Premium shock: The story isn’t as simple as it seems

About Joanne Kenen

Joanne Kenen, (@JoanneKenen) the health editor at Politico, has been AHCJ’s topic leader on health reform and curated related material at healthjournalism.org. Follow her on Facebook.

You’ve seen lots of stories – and you may well have written some – about how much the cost of insurance is going to rise for younger people in the exchanges next year – the so-called “premium shock” or “price shock.”

This is a fair concern – but be careful that you handle it fairly.

If insurance is too costly, younger healthier people may not sign up for coverage in the exchange, while older sicker ones do. That creates “adverse selection” – a lousy risk pool – followed by a “death spiral.” With a disproportionate number of sick people, costs will go up even more, insurance will be even more unaffordable, so even fewer young healthy people sign up, the cost gets unaffordable for those people that do enroll, the whole exchange idea fails. The end.

Some of the messaging you’re hearing about premium shock is coming from conservative groups who want the Affordable Care Act to fail – or from segments of the industry that want to change the rules.  The law now allows insurers to charge older people only three times as much as younger ones – the so called “age bands.”  Some insurers wanted to make that five to one.

But not everyone concerned about price trends are opposed to “Obamacare.” Some state officials and policy experts, including some who favor the health law, thought it would have been smarter to start with five-to-one age bands and phase down to three to one over a year or two. Noam Levey’s February article looked at these and related concerns. But HHS recently confirmed in a rule that it’s sticking to three to one.

So does that mean premium shock is real? Are we headed for the “death spiral?”

As you write, keep in mind other parts of the picture.

  1. Nobody knows what it’s going to cost yet. (There are two useful calculators to play with, Covering California and one from the Henry J. Kaiser Family Foundation. But there is guesswork built into both of them too – we don’t know exactly who will be selling on the exchanges and what the cost will be.)
  2. The prices you hear about are “sticker” prices – but many people going on to the exchange are going to be subsidized. That includes a lot of these younger adults.  If insurance costs $5,000 but you only pay $2,000 – that is a lot less “shock.” (The calculators, cited above, give you a sense of the subsidies for different income groups.)
  3. Young adults (and certain older ones who meet specific affordability thresholds) can buy a catastrophic plan which will be a lot less expensive (but they can’t get a subsidy for those). Catastrophic coverage, come 2014, will be different than the policies on the market today as they will also cover some preventive and routine care.
  4. There are several mechanisms in place (such as risk corridors) that cushion insurers if they have a disproportionate number of sicker, high-claims beneficiaries.
  5. Don’t forget that there’s an apples and oranges element to this too. Policies may be more expensive – but they will also have better benefits and more consumer protections.  (The CBO has projected that average premiums for a given group would fall 7 percent to 10 percent – if the apples-to-apples comparison is made –but in the post-reform world the benefits and coverage will often be more expansive. People will pay more but get more – although, of course, not everyone wants that.)
  6. Coverage will be more expensive for many young people than it is now – but it will be cheaper for many older ones who can’t buy insurance at all now.
  7. Remember that insurance prices have been going up for years and years. And years.  And years. It’s not all because of the ACA .Here’s a good story from January looking at some of the recent trends from Reed Abelson at The New York Times.

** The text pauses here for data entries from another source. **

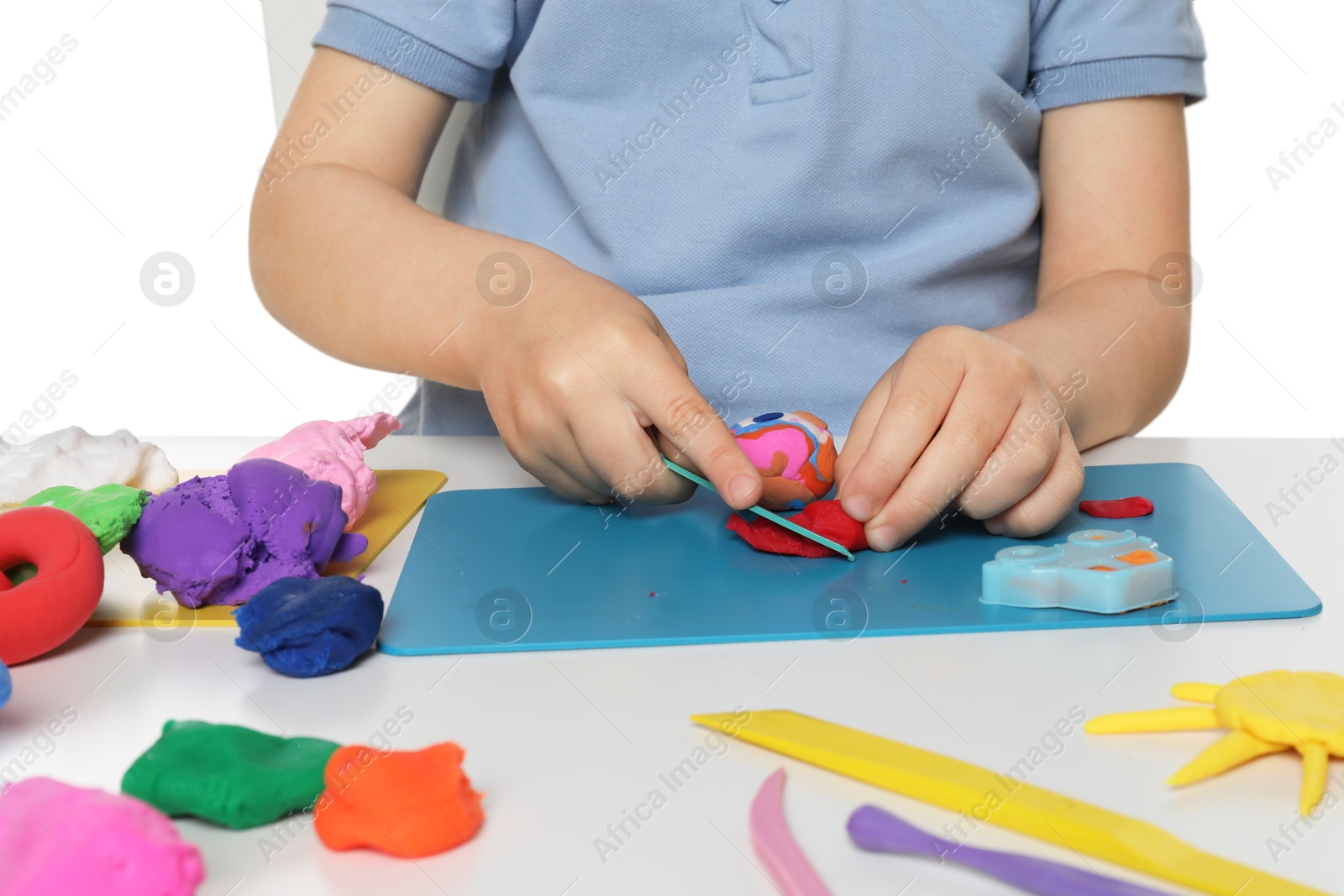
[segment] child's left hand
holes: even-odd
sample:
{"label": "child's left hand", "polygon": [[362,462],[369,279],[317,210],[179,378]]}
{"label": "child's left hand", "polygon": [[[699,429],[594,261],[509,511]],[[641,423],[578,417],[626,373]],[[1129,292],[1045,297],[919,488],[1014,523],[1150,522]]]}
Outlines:
{"label": "child's left hand", "polygon": [[868,544],[890,551],[952,504],[995,535],[1039,535],[1078,500],[1083,465],[1063,407],[1025,353],[939,326],[864,399],[836,482]]}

So does that mean there is NO premium shock to worry about and it’s all going to be fine and dandy? No. Some people will pay more and enrollment patterns in the exchanges are a very legitimate source of concern – particularly with so much political controversy and misinformation still out there. But it’s far more complicated than the “prices are soaring, the sky is falling” story you may be hearing – and should not be telling.

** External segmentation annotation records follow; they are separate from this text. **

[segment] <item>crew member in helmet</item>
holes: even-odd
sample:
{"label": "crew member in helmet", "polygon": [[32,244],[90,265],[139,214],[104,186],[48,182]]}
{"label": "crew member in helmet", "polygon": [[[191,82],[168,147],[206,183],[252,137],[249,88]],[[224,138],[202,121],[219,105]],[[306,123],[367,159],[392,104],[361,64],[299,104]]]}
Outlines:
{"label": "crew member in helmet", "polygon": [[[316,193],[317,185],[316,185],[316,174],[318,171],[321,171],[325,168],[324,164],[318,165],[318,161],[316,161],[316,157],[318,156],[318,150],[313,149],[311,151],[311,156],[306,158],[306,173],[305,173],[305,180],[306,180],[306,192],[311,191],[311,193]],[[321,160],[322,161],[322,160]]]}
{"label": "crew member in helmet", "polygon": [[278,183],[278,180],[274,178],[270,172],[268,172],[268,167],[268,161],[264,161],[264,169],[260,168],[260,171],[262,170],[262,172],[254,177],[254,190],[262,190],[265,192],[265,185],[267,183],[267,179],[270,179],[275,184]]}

For a more detailed, but more technical overview of the factors I’ve mentioned here, see this “policy insight” paper from the Kaiser Family Foundation.

4 thoughts on “Premium shock: The story isn’t as simple as it seems

  1. michael miller

    all good points. one more is that impact is different on women than men. right now young women often pay much more than young men for the same coverage. elimination of gender rating will end that.

  2. Chuck Miller

    Much will depend on where you live. States with small populations will likely pay the most since there’s little competition among insurers and little incentive to join exchanges. If small states have federally run exchanges, then some of the loss of competition will be mitigated by HHS creating its own exchange option (using private insurers) for those states.

    The opposite is true for states with large populations. Applications from private carriers to join the exchange in California have exploded and competition is going to be significant.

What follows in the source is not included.